Clearly the Democratic mantra of this election, "Get Bush Out at all Costs," forces electability to the fore-front, as it makes electability, as opposed to ideas, principles, charm, the ultimate quality voters, and the party, is looking for.
But it's a bogus quality. Just think about the recent primary season: John Kerry successfully convinces people that he is more "electable" than Howard Dean. He wins, "proving" that he is more electable. But had Iowans voted for the "unelectable" Dean instead, because they might actually prefer him, well who starts to look electable then, by virtue of being elected?

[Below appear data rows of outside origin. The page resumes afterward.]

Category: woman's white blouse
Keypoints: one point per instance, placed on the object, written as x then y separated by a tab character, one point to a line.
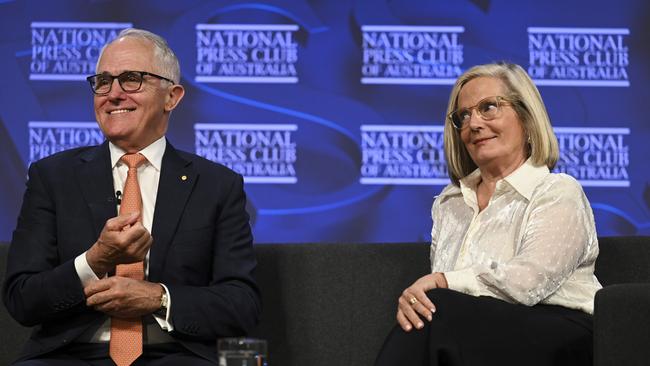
535	242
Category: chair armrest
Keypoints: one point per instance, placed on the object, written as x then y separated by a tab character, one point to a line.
622	325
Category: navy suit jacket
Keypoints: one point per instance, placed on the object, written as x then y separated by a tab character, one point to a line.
202	248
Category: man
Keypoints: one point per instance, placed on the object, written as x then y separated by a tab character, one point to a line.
195	268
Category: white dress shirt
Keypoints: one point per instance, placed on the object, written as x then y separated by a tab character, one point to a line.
148	178
535	242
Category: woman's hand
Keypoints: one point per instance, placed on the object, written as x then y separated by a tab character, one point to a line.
414	302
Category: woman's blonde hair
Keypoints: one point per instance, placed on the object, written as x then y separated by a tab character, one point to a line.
527	103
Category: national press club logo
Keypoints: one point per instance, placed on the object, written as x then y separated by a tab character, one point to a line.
47	138
411	54
68	51
597	157
403	154
246	53
579	56
262	153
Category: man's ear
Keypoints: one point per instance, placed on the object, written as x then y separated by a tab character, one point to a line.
174	96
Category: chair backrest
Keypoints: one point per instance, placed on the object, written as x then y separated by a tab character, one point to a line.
12	334
623	259
332	304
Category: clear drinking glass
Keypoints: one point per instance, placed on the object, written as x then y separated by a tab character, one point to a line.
242	352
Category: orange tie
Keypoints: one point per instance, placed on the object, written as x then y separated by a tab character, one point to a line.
126	334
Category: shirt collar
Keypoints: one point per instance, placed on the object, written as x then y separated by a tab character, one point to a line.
154	153
524	180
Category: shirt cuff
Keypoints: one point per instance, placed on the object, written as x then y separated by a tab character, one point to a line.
85	273
464	280
166	322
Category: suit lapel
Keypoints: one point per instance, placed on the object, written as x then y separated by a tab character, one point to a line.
177	179
95	181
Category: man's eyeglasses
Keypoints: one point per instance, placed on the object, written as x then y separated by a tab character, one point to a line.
488	108
130	81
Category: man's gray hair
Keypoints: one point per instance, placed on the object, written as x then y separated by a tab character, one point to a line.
165	57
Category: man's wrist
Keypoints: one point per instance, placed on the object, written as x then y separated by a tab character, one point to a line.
164	303
96	263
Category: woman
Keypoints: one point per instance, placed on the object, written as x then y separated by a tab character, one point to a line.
513	245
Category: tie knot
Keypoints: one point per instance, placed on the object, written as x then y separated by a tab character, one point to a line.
133	160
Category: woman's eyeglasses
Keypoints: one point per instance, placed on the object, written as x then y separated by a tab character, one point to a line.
488	108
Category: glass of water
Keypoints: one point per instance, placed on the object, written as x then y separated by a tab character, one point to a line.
242	352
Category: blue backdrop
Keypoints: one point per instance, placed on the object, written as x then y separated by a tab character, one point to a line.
333	109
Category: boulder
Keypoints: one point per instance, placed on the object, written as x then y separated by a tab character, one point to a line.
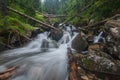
113	38
99	61
56	35
79	43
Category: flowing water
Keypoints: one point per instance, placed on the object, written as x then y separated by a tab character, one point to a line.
41	59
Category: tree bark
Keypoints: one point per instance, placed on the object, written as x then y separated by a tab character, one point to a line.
29	17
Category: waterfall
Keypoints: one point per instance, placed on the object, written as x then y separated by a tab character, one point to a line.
41	59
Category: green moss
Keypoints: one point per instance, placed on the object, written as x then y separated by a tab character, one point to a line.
89	63
39	17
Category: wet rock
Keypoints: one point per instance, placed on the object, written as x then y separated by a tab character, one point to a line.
56	35
96	47
99	61
2	48
113	38
79	43
35	32
114	27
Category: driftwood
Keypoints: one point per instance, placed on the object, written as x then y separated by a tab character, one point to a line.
29	17
73	70
101	22
8	73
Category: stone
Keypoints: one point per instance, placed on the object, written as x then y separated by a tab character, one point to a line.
79	43
56	35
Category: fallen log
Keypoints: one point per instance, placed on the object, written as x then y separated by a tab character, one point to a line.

The emphasis on electability signifies an enormous insecurity among Democrats about the chances that Americans would ever elect someone running on a legit Democratic platform (and why Dean vs Bush was seen as more of a lost cause than Kerry vs Bush). But Republicans, of whom there are, allegedly, less registered voters, do it all the time. We'd rather court voters on the fence, (who want what? Fiscal conservatism, which at this point anyone running has a better claim to than Bush, or social conservatism, which Bush will always have a better claim to) then try to win an election with a candidate we believed in.
And who are these voters we're trying to cater our candidate to? If we're voting in the primary, and therefore already voting Democrats, does that mean our vote is already counted and therefore irrelevant? And, are we, by prioritizing electability, responsible for rendering our opinion irrelevant compared to the swing voter's?